Clamp the special tool in a vice (vertical) then fit the Spd body (cleaned of all grease and old bearings). With the inner section facing up make sure it just comes up to the bearing space. Chuck in 12 3/32 bearings and arrange them in the bearing race. Shoot in some grease to glue them into place (can use an 8mm tapered end bolt or similar to spin the balls into the right spots. VERY GENTLY take the Spd body off the special tool and gently fit the axle and inner cage into place. Check the end of the axle for stray bearings. If all in place give a very slow spin around to position the balls and check for smoothness. 
Holding it all together turn it over so the axle can be clamped into a vice (use some rubber or soft timber so you don't wreck the axle). Drop another 12, 3/32 balls into the top and arrange them into the race using a scriber or similar. No grease yet! Put the 11mm cone into place and screw down to touch. Check all the balls were captured into place by turning a little as it all goes together. 
Grease up the balls and race space. Give it a spin for feel (same as hubs if it grinds it's too tight, if it rattles its too loose) when it is just off tight put the 7mm lock nut into place and cinch it up. Check for spin remembering these do not wiz around with new grease in. 

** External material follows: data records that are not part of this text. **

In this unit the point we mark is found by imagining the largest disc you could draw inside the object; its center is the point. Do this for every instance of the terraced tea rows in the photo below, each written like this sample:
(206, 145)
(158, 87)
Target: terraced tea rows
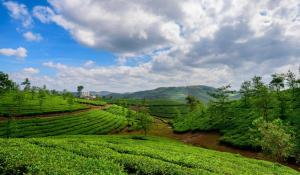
(30, 105)
(124, 155)
(91, 102)
(91, 122)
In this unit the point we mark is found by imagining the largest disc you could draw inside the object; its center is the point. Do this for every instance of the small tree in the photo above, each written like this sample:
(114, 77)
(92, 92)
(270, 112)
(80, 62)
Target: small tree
(291, 82)
(41, 96)
(221, 101)
(26, 83)
(277, 83)
(5, 83)
(70, 99)
(262, 96)
(19, 98)
(246, 92)
(33, 91)
(276, 138)
(79, 90)
(65, 94)
(144, 120)
(10, 125)
(192, 102)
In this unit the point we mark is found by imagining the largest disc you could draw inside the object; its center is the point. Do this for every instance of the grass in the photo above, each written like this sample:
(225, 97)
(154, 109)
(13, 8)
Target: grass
(91, 102)
(157, 107)
(123, 155)
(30, 105)
(90, 122)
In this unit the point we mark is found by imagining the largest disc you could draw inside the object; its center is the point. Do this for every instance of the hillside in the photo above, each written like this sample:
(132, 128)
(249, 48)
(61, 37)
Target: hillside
(169, 93)
(27, 103)
(123, 155)
(90, 122)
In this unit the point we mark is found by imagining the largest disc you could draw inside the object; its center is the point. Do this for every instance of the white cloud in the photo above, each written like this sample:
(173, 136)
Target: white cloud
(31, 70)
(207, 42)
(44, 14)
(29, 36)
(89, 63)
(19, 11)
(20, 52)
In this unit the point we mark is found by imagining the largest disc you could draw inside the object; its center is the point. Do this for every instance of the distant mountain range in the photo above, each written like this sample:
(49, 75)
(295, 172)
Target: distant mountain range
(169, 93)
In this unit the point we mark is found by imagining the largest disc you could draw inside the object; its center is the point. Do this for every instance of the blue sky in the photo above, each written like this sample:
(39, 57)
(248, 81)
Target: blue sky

When you are happy with the smoothness on the spin fit the return Spring back into the outer space (this is really easy???) and place the end cups onto springs (in the outer frames) and then match slowly into place on the Spd axle. Screw the 2 black plates into place (this is easiest when you keep all the bolts loose until the last one is in place) and rotate the Spd into the normal use range so you can screw the locking screw (inside frame) in, not too tight. Remembering a couple of drops of lube into the Spd action pins etc, then Stick them on your bike and go for some runs.


----------